Conviene sectorizar la cabecera Municipal para prestar el servicio de seguridad pública en forma óptima y eficiente.
Dicha sectorización deberá ajustarse por una parte al grueso de la población, a atender los recursos humanos y materiales disponibles, todo ello en conjunto con las necesidades sociales mas apremiantes.
A fin de determinar con precisión el cumplimiento cabal de la función de vigilancia, se sugiere instrumentar una bitácora de trabajo, mecanismo que permita formular los reportes diarios, de manera eficiente, real y práctica.
No se trata ni se pretende crear burocratismos inútiles, solo darle forma, solidez y constancia a la actividad que se practica, hoy en día existen en muchos Municipios, diversos puntos a manera de módulos de vigilancia.
Considerando que la finalidad de éstos son en gran medida de atención ciudadana, canalización de casos a dependencias competentes y recepción de quejas y necesidades; Donde el oficial con atribuciones e iniciativa propia resolvería problemas de vecindad.

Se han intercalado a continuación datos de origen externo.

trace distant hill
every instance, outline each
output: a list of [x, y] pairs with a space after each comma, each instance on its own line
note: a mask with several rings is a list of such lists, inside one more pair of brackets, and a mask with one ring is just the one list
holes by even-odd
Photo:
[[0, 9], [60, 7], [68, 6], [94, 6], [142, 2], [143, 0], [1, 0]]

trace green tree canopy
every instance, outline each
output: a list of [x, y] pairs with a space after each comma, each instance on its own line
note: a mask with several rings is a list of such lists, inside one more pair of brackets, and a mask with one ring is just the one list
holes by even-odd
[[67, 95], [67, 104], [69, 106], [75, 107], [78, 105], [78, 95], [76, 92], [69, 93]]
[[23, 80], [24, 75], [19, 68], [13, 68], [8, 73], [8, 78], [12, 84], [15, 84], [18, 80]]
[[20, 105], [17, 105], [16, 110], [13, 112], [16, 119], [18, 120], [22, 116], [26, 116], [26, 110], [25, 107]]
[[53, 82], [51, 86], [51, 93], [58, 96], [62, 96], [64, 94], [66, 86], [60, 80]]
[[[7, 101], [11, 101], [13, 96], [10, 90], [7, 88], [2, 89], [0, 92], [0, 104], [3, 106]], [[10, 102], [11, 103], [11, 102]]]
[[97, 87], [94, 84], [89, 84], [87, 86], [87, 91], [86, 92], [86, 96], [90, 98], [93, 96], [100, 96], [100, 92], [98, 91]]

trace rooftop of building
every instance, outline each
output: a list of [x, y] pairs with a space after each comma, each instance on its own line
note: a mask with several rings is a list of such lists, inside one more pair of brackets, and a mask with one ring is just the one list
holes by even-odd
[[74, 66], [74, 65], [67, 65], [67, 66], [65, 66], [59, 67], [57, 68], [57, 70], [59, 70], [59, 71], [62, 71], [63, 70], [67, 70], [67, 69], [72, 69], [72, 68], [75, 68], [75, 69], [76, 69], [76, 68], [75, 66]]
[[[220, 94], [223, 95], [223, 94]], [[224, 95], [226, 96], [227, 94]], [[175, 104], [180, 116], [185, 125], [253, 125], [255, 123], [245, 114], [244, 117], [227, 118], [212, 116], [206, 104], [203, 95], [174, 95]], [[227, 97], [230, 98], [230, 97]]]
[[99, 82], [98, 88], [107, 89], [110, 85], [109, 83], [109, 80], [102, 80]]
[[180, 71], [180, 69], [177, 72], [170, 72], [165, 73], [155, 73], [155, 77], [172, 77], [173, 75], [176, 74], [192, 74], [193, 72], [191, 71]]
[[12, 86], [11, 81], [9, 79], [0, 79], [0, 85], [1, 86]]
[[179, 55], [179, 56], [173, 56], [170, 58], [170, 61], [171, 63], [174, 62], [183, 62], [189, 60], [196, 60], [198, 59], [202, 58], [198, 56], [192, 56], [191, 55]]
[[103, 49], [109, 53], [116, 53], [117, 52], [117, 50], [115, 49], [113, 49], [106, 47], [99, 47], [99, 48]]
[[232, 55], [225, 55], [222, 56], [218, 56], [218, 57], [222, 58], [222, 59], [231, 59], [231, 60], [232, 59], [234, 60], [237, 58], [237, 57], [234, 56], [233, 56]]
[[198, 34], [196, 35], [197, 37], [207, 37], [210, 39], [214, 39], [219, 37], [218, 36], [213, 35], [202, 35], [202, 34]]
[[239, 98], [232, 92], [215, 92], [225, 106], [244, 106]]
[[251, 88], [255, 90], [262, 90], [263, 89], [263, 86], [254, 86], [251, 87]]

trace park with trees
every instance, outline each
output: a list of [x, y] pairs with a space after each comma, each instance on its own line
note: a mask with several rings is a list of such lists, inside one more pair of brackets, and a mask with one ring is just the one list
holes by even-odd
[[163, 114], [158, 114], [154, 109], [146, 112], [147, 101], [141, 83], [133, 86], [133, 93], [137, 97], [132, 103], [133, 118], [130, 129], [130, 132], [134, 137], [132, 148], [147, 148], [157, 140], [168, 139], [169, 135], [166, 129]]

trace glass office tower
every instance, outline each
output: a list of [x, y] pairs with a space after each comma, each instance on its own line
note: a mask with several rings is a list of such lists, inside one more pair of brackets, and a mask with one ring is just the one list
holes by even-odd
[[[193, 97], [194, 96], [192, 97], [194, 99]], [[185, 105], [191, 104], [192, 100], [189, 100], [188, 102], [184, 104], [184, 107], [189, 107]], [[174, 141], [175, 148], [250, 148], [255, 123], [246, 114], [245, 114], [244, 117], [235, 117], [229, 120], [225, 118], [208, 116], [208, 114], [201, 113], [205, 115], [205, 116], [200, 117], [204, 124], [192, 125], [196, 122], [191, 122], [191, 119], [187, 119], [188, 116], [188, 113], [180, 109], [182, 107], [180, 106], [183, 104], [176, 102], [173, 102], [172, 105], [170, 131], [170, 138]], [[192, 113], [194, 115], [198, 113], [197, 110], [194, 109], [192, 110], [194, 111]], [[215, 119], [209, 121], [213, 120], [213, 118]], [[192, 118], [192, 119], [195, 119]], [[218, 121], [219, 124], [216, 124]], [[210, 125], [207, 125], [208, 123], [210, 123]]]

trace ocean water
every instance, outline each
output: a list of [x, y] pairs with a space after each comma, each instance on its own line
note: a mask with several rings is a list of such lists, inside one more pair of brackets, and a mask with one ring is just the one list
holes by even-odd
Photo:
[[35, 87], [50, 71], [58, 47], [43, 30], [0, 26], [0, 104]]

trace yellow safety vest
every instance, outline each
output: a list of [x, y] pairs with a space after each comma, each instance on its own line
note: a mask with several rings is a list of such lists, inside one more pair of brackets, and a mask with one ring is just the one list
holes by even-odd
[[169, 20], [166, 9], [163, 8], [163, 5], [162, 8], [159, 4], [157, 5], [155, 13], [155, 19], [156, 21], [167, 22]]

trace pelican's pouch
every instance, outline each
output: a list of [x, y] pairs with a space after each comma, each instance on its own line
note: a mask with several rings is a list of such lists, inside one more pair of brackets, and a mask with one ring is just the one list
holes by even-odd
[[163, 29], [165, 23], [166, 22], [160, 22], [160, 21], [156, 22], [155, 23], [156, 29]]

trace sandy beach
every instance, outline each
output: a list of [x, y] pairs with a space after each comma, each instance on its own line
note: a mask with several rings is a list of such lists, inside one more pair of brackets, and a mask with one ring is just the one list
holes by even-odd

Para alcanzar estas metas de la seguridad pública, resultan insuficientes la vigilancia y protección contra la delincuencia, actividades que sin dejar de ser imprescindibles, están enfocadas únicamente a los efectos y no a las causas de la criminalidad.
Las cuales tienen su origen en diversos factores, entre los que destacan: la educación, los valores, la cultura, la vivienda, el empleo y la distribución de los ingresos, así como el entorno social y familiar.